Frammento di aria anonima, metà Settecento

Il mio nipotino, che vedrà la luce dis faventibus a fine giugno, nascerà in piena Democratura. Cos’è? E’ la dittatura della democrazia.

Non che tutte le democrazie siano dittature. La Venetia libera sarà una piccola democrazia che agirà come salvaguardia nei confronti di ogni possibile dittatura, ma anche di ogni possibile democratura. E’ la dittatura di questa moribonda, tristissima democrazia italiana, è la dittatura dello Stato democratico, così come agisce oggi, in IT.
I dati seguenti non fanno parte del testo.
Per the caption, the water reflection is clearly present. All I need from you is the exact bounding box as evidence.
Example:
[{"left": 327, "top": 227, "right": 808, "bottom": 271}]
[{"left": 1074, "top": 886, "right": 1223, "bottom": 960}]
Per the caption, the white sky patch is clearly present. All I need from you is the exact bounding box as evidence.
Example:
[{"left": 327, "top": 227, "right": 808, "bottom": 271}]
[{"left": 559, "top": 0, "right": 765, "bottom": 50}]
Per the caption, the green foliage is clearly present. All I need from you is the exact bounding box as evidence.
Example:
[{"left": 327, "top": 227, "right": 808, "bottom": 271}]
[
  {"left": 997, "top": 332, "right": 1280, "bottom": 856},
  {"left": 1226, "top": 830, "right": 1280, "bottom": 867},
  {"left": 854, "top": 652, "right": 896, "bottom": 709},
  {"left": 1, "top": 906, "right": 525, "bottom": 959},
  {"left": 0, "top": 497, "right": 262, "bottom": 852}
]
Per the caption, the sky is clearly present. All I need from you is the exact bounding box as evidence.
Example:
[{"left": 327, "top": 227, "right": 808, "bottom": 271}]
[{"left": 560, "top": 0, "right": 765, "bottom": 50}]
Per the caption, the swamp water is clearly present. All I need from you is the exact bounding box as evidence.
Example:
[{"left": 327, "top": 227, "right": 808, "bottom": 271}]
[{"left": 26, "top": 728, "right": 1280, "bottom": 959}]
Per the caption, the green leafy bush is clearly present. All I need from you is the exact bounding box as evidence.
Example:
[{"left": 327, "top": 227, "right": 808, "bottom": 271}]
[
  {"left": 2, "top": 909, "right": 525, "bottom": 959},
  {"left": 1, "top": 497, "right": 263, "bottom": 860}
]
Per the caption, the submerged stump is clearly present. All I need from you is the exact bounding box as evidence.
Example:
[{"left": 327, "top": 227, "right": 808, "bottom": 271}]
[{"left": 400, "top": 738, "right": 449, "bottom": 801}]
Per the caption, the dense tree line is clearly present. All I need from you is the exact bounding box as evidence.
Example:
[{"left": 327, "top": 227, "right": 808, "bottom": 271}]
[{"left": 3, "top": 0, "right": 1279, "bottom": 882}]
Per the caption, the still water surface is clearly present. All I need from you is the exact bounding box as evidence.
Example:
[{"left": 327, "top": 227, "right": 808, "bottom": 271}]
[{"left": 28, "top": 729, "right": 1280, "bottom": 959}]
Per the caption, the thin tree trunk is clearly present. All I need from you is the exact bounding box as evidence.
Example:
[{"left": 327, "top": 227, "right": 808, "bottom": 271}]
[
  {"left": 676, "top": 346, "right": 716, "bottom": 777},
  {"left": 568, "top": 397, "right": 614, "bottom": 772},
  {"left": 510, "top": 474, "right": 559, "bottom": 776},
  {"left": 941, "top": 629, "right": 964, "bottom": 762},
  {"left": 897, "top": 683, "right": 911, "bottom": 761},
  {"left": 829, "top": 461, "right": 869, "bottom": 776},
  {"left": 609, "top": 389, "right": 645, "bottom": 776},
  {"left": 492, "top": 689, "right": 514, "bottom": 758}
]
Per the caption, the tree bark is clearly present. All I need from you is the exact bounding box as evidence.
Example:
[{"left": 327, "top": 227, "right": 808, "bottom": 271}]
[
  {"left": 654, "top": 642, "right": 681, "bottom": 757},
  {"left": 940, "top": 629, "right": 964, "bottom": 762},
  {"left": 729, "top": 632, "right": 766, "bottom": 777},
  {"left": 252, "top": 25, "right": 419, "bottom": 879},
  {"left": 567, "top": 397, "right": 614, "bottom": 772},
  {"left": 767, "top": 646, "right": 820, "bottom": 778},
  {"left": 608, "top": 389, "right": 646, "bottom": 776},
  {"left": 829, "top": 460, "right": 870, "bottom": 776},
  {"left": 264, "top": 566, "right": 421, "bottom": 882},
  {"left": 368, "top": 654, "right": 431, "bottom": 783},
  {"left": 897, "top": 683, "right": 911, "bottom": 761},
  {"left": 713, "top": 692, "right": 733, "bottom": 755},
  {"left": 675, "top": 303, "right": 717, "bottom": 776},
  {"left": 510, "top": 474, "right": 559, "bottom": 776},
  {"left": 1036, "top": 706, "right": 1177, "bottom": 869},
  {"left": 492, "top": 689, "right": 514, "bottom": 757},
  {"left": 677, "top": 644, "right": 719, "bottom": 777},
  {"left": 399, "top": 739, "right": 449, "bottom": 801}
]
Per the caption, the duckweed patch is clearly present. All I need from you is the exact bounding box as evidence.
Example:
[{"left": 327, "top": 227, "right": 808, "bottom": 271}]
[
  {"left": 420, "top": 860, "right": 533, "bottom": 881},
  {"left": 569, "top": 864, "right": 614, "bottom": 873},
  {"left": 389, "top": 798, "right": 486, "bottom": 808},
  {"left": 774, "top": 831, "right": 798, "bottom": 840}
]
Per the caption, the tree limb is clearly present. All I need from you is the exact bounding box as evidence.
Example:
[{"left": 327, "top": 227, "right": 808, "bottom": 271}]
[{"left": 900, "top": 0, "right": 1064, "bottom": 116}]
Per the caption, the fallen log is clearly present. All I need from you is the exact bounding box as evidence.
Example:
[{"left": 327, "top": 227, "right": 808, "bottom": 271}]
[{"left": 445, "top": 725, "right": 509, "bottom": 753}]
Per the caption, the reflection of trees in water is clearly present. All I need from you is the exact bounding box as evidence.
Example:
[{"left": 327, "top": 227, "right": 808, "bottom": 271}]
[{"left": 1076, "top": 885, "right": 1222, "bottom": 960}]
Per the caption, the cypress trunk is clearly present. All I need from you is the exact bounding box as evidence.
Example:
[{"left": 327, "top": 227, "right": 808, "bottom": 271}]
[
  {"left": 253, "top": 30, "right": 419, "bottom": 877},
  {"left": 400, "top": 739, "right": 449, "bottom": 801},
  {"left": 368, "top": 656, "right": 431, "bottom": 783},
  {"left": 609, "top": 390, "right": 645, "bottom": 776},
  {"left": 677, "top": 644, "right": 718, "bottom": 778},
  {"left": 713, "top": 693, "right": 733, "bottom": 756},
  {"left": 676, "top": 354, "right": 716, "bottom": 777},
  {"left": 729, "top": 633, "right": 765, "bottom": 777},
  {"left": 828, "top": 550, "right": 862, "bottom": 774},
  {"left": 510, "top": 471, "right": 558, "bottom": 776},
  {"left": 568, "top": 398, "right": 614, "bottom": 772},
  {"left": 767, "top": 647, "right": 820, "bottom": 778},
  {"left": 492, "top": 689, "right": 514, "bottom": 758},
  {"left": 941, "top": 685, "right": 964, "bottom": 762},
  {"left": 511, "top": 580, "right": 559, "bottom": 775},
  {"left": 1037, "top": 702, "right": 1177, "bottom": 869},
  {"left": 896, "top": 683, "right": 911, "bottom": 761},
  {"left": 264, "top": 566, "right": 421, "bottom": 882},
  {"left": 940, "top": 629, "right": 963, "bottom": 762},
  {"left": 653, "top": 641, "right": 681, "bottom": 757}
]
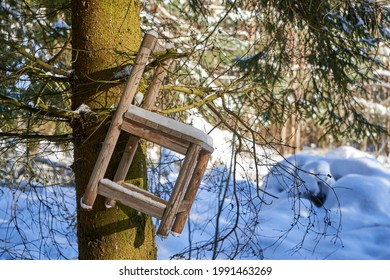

L’appalto della maggiore associazione a delinquere riconosciuta al mondo passa ora all’uno ora all’altro gestore, si alternano, “democraticamente”. Ora sono pronti i nuovi padroni, aveva ragione un grande scrittore liberale-classico dell’Ottocento americano: “Un uomo non cessa di essere schiavo perché gli si permette di scegliere il suo padrone ogni quattro anni”.

Vince come in ogni appalto chi promette di dare di più e chiedere di meno. Ingannano tutti. Ingannano perché parlano di riduzione delle imposte di uno o due o tre punti, quando gli economisti seri sanno che in una Venetia libera le imposte sarebbero presto ridotte almeno del 50% rispetto alle attuali.

Certo la maggior parte del popolo itagliato guarda con speranza a questi messaggi: è come essere sottoposti ad un maniaco che decida di toglierci gran parte delle dita tagliandocele con un’accetta. “Guarda — ci dice — qui fuori c’è mio fratello che di dita te ne lascia due o tre, io al massimo te ne lascerei una!”. Al che noi rispondiamo, legati alla sedia della tortura come gli sventurati giovani del film Hostel: “E va bene, allora fa’ venire tuo fratello”. Siamo rassegnati, speriamo che avvenga nel modo più indolore possibile. Ci somministrerà il balsamo, ovvero l’anestetico, dell’”amor di Patria”, un santino di San Garibaldi, un’iconcina di padre Pio fasciato nel tricolore, la foto della nazionale che vince la coppa del mondo…

Fino a quando andremo avanti così? Fino a quando non si comincerà di nuovo a soffrire la fame. Come accadrà? Proviamo a spiegarlo per sommi capi, ed omettendo molto, per brevità.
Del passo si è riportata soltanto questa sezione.